A provincial Crevel, Beauvisage was one of those people sent into the world to swell the crowd, and he voted under the banner of Giraud, the Councillor of State, and of Victorin Hulot. These two politicians were trying to form a kernel of progressives in the solid block of the Conservative party. Giraud used to come sometimes in the evening to visit Madame Marneffe, and she nurtured hopes of having Victorin Hulot as well. But so far the puritanical lawyer had found pretexts for resisting his father and father-in-law. To frequent the house of the woman who was the cause of his mother’s tears seemed to him a crime. Victorin Hulot was to the puritans in politics what a truly pious woman is to the ostensibly devout.

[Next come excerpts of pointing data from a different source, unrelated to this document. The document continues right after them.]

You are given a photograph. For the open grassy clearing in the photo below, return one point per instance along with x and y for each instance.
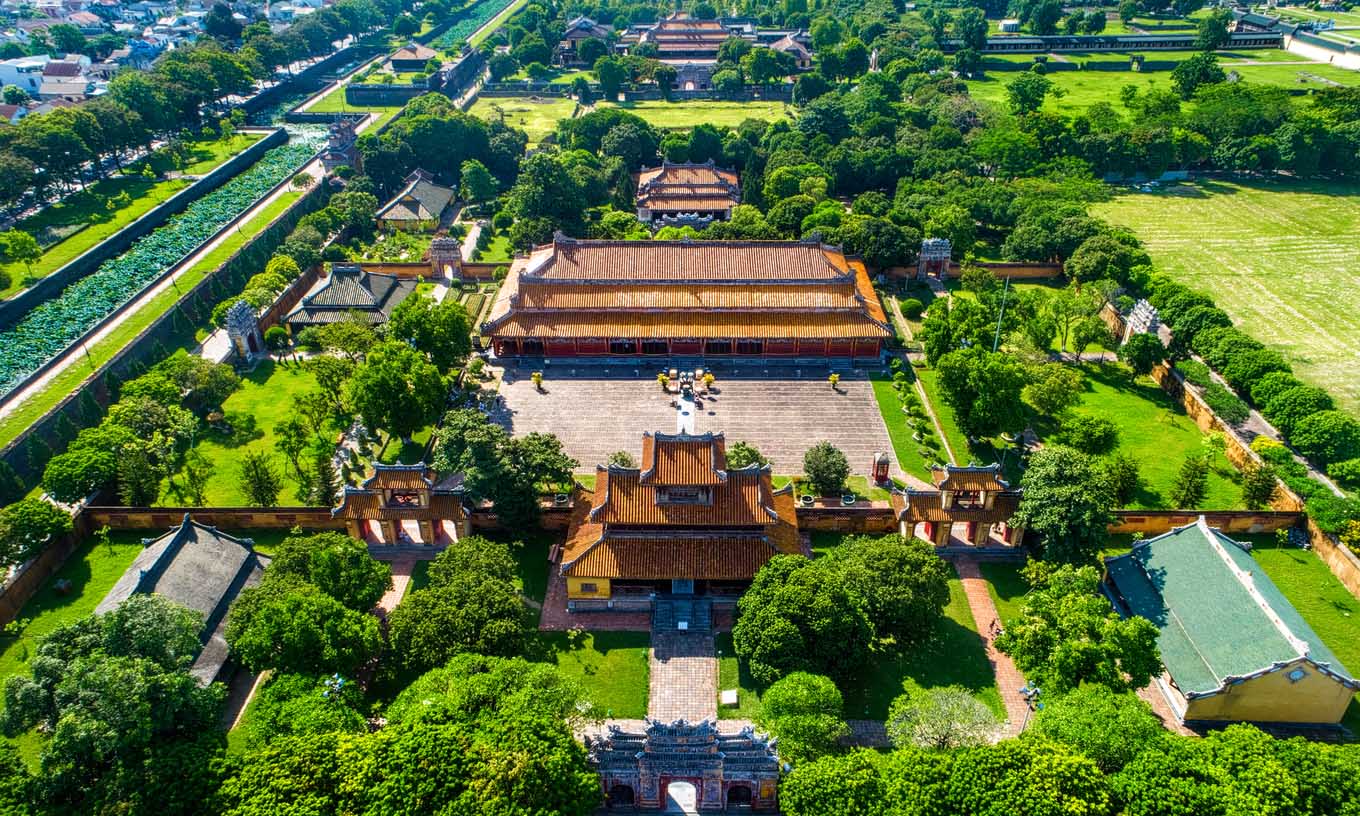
(1279, 256)
(536, 116)
(709, 112)
(135, 323)
(1153, 429)
(86, 219)
(264, 399)
(611, 668)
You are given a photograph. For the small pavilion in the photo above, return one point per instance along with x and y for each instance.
(404, 506)
(974, 497)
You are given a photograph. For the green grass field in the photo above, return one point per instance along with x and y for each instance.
(1083, 89)
(63, 384)
(85, 219)
(1319, 597)
(611, 668)
(1153, 429)
(265, 397)
(1279, 256)
(533, 114)
(686, 114)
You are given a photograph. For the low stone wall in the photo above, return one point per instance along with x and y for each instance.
(86, 403)
(1153, 522)
(227, 518)
(117, 244)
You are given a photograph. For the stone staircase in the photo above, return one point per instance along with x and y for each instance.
(668, 614)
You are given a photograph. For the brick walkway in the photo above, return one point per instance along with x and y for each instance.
(1009, 680)
(684, 677)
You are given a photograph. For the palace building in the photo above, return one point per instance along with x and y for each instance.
(694, 192)
(687, 298)
(682, 522)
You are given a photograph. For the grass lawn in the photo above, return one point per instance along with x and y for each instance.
(83, 221)
(1323, 601)
(954, 657)
(265, 397)
(611, 667)
(687, 114)
(1005, 586)
(903, 446)
(533, 114)
(135, 323)
(1279, 256)
(1152, 427)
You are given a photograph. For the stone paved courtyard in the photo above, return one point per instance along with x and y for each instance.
(597, 414)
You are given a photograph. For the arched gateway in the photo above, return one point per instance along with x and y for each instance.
(637, 770)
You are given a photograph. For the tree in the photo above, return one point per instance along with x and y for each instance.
(983, 389)
(478, 182)
(940, 718)
(1051, 388)
(902, 582)
(800, 616)
(826, 469)
(743, 456)
(442, 331)
(396, 389)
(76, 473)
(291, 626)
(1090, 434)
(1192, 483)
(1066, 634)
(1200, 70)
(1143, 352)
(21, 248)
(804, 713)
(1111, 728)
(1026, 91)
(27, 527)
(1328, 437)
(336, 565)
(260, 482)
(1065, 505)
(293, 705)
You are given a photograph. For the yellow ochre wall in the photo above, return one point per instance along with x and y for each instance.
(1273, 698)
(574, 590)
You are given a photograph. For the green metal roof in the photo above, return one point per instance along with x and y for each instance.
(1220, 615)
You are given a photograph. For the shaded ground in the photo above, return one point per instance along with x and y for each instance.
(781, 416)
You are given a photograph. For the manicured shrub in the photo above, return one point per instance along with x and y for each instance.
(1345, 473)
(1194, 371)
(1226, 404)
(1328, 437)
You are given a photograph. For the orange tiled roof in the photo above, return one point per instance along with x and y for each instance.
(683, 460)
(969, 478)
(702, 325)
(369, 505)
(596, 551)
(701, 295)
(915, 506)
(624, 499)
(680, 261)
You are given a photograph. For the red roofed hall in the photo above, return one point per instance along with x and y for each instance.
(687, 298)
(680, 522)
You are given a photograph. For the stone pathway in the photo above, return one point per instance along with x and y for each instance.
(1009, 680)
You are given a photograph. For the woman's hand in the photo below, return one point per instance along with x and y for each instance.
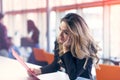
(34, 71)
(66, 45)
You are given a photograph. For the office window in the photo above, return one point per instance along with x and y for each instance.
(115, 31)
(94, 18)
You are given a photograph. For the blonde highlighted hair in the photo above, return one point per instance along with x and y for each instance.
(83, 45)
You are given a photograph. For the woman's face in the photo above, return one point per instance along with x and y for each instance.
(63, 33)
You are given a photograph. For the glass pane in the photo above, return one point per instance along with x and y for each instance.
(115, 31)
(94, 19)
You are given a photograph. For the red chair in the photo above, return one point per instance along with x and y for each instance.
(108, 72)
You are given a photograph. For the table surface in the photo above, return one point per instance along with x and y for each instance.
(11, 69)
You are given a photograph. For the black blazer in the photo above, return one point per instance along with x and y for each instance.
(73, 66)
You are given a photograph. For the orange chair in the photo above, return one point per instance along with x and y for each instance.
(41, 55)
(108, 72)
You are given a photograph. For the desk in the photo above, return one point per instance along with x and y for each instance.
(11, 69)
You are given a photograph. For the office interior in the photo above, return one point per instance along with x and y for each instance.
(102, 16)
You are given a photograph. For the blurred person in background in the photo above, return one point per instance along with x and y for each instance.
(4, 41)
(75, 50)
(33, 33)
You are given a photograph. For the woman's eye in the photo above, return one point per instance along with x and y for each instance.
(66, 32)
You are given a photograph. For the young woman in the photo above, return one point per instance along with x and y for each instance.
(75, 49)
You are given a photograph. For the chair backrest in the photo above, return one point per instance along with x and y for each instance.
(108, 72)
(49, 57)
(42, 55)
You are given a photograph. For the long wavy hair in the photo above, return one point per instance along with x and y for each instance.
(83, 45)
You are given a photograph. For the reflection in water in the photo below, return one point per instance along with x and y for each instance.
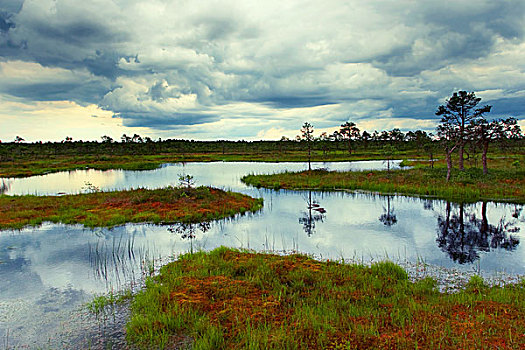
(461, 234)
(63, 257)
(388, 218)
(314, 212)
(188, 230)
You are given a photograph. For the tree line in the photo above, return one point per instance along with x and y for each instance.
(462, 124)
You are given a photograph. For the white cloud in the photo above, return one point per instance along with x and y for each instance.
(168, 65)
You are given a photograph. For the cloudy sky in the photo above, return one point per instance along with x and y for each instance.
(250, 69)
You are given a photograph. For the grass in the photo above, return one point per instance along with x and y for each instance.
(108, 209)
(470, 185)
(229, 299)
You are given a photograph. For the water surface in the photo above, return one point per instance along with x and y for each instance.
(48, 272)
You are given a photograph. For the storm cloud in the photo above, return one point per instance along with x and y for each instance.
(177, 65)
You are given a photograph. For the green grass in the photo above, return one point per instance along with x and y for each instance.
(470, 185)
(108, 209)
(229, 299)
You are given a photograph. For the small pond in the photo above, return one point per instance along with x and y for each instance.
(47, 273)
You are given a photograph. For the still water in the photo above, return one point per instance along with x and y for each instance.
(47, 273)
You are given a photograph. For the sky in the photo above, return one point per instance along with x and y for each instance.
(251, 70)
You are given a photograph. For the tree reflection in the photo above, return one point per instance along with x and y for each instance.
(188, 230)
(314, 212)
(462, 234)
(388, 218)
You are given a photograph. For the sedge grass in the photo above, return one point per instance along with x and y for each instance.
(108, 209)
(470, 185)
(227, 299)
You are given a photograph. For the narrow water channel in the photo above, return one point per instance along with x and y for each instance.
(47, 273)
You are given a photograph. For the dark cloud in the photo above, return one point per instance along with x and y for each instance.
(173, 121)
(164, 64)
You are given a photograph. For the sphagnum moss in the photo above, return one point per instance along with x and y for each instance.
(229, 299)
(107, 209)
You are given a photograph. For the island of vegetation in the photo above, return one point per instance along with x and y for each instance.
(108, 209)
(463, 130)
(230, 299)
(503, 184)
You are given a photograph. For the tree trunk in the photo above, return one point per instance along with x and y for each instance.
(460, 158)
(484, 157)
(449, 164)
(309, 157)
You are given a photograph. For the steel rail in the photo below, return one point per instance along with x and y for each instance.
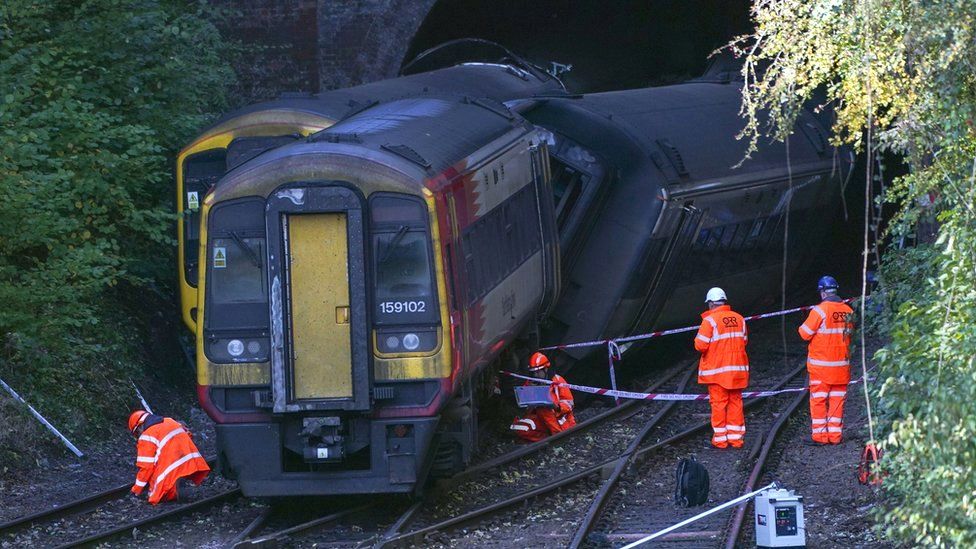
(735, 525)
(251, 527)
(72, 507)
(610, 484)
(276, 538)
(574, 477)
(106, 535)
(631, 407)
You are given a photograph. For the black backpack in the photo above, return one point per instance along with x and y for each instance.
(691, 488)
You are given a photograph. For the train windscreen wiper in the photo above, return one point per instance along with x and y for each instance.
(247, 249)
(394, 242)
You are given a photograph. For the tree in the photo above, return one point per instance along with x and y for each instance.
(901, 75)
(97, 97)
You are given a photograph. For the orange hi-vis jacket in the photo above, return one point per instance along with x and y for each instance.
(828, 328)
(165, 454)
(722, 339)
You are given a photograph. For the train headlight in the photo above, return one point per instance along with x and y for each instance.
(235, 347)
(411, 342)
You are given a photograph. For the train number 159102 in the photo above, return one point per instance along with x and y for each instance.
(388, 307)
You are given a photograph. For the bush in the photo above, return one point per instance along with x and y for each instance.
(98, 97)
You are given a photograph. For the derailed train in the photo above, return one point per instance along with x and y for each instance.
(364, 255)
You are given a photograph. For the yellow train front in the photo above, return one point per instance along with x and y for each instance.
(355, 285)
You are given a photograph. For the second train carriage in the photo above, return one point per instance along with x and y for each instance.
(653, 210)
(356, 281)
(244, 133)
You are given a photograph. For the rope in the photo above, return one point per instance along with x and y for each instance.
(867, 213)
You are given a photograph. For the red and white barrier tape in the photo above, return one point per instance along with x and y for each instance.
(650, 335)
(659, 396)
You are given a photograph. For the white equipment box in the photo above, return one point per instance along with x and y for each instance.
(779, 519)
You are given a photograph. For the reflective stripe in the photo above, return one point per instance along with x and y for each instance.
(729, 335)
(174, 465)
(724, 369)
(815, 362)
(148, 438)
(167, 438)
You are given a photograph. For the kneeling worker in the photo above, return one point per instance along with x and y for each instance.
(724, 367)
(828, 329)
(166, 454)
(542, 421)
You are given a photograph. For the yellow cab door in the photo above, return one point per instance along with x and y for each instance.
(318, 266)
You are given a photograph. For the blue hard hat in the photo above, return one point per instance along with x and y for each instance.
(827, 283)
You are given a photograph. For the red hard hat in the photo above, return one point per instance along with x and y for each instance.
(538, 361)
(136, 418)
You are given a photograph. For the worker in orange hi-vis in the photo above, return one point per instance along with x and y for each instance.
(828, 328)
(540, 421)
(724, 367)
(166, 454)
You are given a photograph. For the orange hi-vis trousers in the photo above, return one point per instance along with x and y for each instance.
(827, 411)
(728, 422)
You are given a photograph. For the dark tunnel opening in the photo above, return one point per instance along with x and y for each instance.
(610, 45)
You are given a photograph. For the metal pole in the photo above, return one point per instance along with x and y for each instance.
(40, 418)
(725, 505)
(145, 404)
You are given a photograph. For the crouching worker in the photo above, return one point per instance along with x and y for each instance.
(166, 454)
(542, 421)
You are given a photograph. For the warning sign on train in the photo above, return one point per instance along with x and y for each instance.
(220, 258)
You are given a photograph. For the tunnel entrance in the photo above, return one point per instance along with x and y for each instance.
(610, 45)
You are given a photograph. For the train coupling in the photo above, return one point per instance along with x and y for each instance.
(323, 443)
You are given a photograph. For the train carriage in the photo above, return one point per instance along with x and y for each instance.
(247, 132)
(653, 206)
(355, 282)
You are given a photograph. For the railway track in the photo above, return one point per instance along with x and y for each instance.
(409, 513)
(635, 454)
(636, 508)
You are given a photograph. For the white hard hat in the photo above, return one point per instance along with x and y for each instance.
(715, 294)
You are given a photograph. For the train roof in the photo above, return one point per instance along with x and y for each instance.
(498, 82)
(687, 130)
(417, 137)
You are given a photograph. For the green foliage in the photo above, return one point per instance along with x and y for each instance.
(903, 69)
(98, 95)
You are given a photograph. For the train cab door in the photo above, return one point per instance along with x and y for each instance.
(318, 299)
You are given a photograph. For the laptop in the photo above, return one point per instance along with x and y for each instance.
(532, 395)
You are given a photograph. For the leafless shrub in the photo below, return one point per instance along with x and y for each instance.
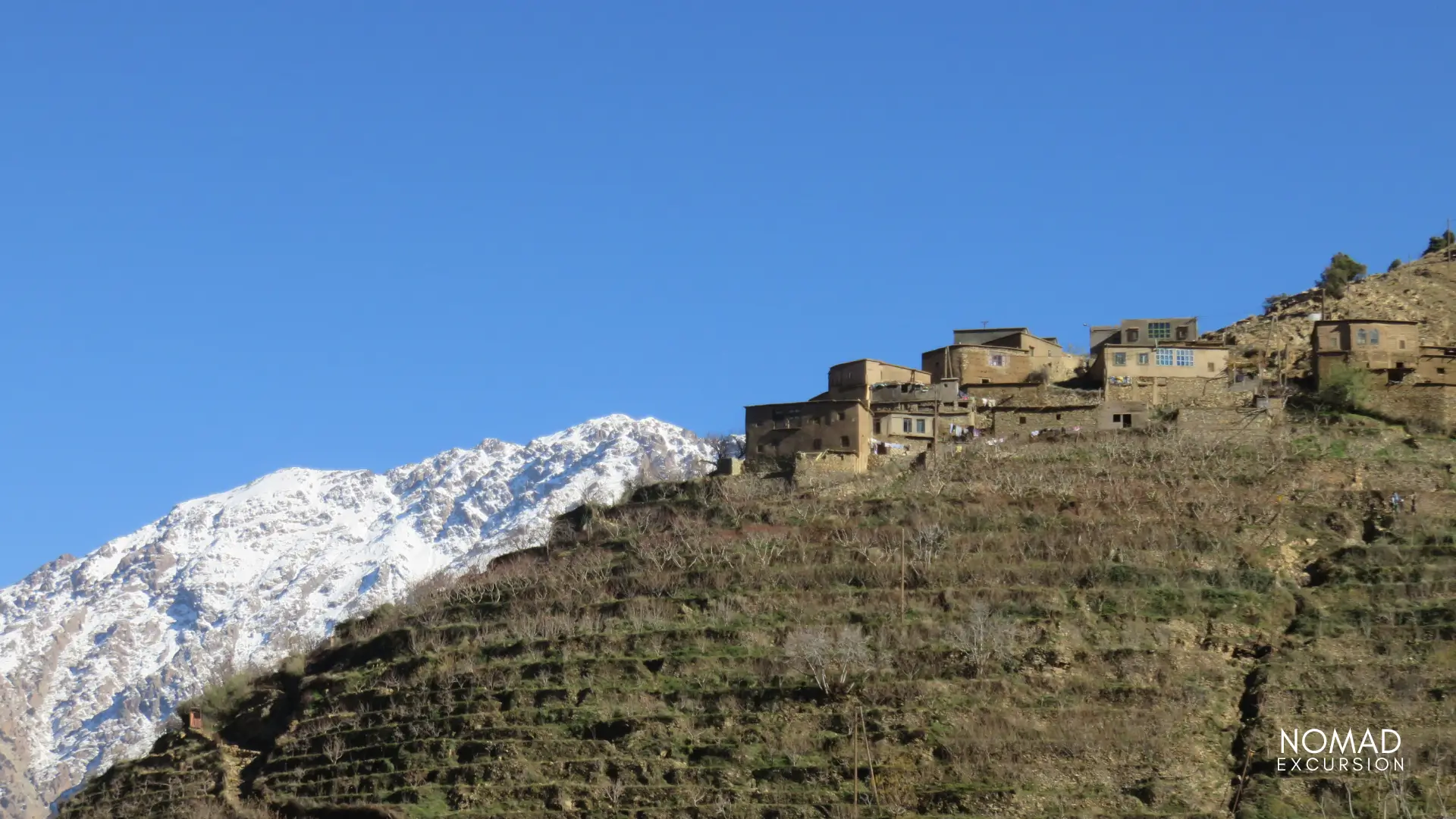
(832, 656)
(334, 749)
(983, 637)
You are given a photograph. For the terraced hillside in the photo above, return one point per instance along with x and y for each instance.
(1112, 627)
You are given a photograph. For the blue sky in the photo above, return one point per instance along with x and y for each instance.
(350, 235)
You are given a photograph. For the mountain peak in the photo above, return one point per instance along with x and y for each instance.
(96, 651)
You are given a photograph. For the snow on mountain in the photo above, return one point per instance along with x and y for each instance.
(95, 653)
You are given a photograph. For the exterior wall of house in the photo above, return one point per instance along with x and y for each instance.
(1178, 392)
(1125, 360)
(1365, 344)
(1122, 416)
(1024, 420)
(979, 365)
(775, 430)
(854, 379)
(1438, 365)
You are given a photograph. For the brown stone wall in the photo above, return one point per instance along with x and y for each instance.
(1433, 403)
(808, 426)
(1022, 420)
(1180, 392)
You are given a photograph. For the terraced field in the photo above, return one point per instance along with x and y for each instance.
(1082, 629)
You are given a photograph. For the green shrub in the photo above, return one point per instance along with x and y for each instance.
(1345, 390)
(1341, 271)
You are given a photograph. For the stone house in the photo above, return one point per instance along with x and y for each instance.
(1009, 354)
(1144, 333)
(836, 426)
(1392, 347)
(855, 379)
(1175, 360)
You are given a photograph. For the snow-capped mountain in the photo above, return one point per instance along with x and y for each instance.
(96, 651)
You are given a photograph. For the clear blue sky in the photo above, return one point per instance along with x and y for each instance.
(350, 235)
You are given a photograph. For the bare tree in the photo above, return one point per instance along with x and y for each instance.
(830, 656)
(983, 637)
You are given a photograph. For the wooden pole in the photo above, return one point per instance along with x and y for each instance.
(854, 745)
(870, 755)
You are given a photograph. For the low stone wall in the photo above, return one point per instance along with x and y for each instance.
(1180, 392)
(826, 463)
(1430, 403)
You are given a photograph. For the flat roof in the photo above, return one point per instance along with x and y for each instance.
(877, 362)
(804, 403)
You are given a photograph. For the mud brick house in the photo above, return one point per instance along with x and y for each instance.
(1391, 347)
(835, 426)
(1009, 354)
(1145, 333)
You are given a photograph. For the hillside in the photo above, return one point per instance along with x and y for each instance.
(1421, 290)
(96, 651)
(1101, 627)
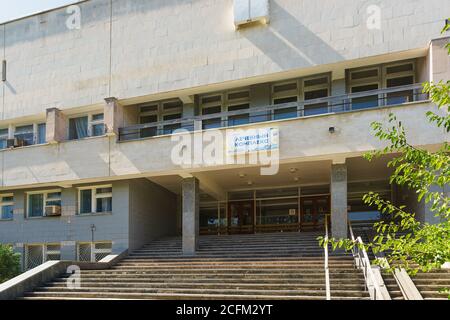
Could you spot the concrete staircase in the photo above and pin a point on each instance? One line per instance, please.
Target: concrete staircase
(429, 284)
(262, 266)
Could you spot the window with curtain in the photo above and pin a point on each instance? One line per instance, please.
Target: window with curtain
(36, 205)
(98, 126)
(78, 128)
(25, 133)
(7, 207)
(41, 139)
(3, 138)
(85, 201)
(95, 200)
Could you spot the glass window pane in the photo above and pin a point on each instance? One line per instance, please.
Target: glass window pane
(285, 113)
(3, 138)
(285, 100)
(26, 134)
(78, 128)
(149, 119)
(98, 117)
(211, 110)
(41, 133)
(148, 132)
(85, 201)
(356, 75)
(238, 120)
(36, 203)
(98, 130)
(313, 109)
(212, 123)
(285, 87)
(169, 129)
(316, 94)
(401, 68)
(104, 190)
(8, 199)
(104, 204)
(7, 212)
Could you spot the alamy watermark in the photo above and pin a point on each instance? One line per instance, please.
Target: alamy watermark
(227, 147)
(73, 22)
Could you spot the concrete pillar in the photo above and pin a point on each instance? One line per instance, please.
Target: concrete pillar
(69, 250)
(113, 115)
(339, 201)
(56, 126)
(439, 60)
(190, 212)
(19, 248)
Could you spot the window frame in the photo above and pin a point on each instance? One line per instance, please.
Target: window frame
(160, 112)
(90, 124)
(94, 250)
(7, 203)
(45, 199)
(94, 197)
(45, 251)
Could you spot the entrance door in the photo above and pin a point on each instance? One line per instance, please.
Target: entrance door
(240, 217)
(313, 211)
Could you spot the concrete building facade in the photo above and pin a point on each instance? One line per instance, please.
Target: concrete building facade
(92, 96)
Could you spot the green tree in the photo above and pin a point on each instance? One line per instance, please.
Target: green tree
(9, 263)
(406, 242)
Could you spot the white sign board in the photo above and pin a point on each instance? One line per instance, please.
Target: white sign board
(252, 140)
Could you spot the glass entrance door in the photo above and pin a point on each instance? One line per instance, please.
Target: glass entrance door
(240, 217)
(313, 211)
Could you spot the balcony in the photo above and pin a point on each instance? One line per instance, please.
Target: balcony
(330, 105)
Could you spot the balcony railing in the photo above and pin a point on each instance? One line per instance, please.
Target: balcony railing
(329, 105)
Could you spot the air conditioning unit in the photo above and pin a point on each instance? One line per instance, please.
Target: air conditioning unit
(52, 211)
(248, 11)
(15, 143)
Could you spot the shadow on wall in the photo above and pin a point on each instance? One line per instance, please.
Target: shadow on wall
(290, 44)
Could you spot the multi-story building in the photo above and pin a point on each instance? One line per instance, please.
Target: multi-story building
(92, 96)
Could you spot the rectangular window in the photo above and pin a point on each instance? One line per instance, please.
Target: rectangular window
(95, 200)
(7, 207)
(241, 118)
(78, 128)
(370, 101)
(315, 88)
(42, 204)
(97, 125)
(93, 251)
(85, 201)
(3, 138)
(25, 134)
(212, 105)
(41, 138)
(37, 254)
(285, 93)
(36, 205)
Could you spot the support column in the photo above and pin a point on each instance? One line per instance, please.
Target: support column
(55, 127)
(113, 113)
(68, 250)
(190, 208)
(339, 201)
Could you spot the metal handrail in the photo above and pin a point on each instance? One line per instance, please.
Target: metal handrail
(334, 104)
(363, 262)
(327, 271)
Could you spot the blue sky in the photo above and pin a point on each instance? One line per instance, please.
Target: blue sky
(10, 9)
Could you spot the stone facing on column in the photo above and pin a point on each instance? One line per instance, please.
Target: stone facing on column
(190, 212)
(55, 126)
(113, 113)
(339, 201)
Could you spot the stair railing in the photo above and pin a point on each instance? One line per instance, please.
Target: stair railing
(327, 271)
(363, 263)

Beauvisage, a former hosier from Arcis, wanted to adopt the Parisian style. On the fringe of the Chamber, he was learning the ropes in the drawing-room of the delightful, charming Madame Marneffe, where, greatly admiring Crevel, he had, at Valérie’s instigation, accepted him as model and master. He consulted him about everything; he asked him for his tailor’s address; he imitated him; he tried to adopt a pose like him. In short, Crevel was his great man.
Valérie, surrounded by these three public figures and by the three artists, well supported by Lisbeth, seemed to Wenceslas all the more an exceptional woman in that Claude Vignon sang Madame Marneffe’s praises with the enthusiasm of a man in love.
‘She’s Madame de Maintenon* dressed up as Ninon,’* said the former critic. ‘You need only to be witty for an evening for her to like you, but to be loved by her is a triumph which can satisfy a man’s pride and fill his life.’
By her apparent coldness and indifference to her former neighbour, Valérie wounded his vanity, but without realizing it, for she did not know the Polish temperament.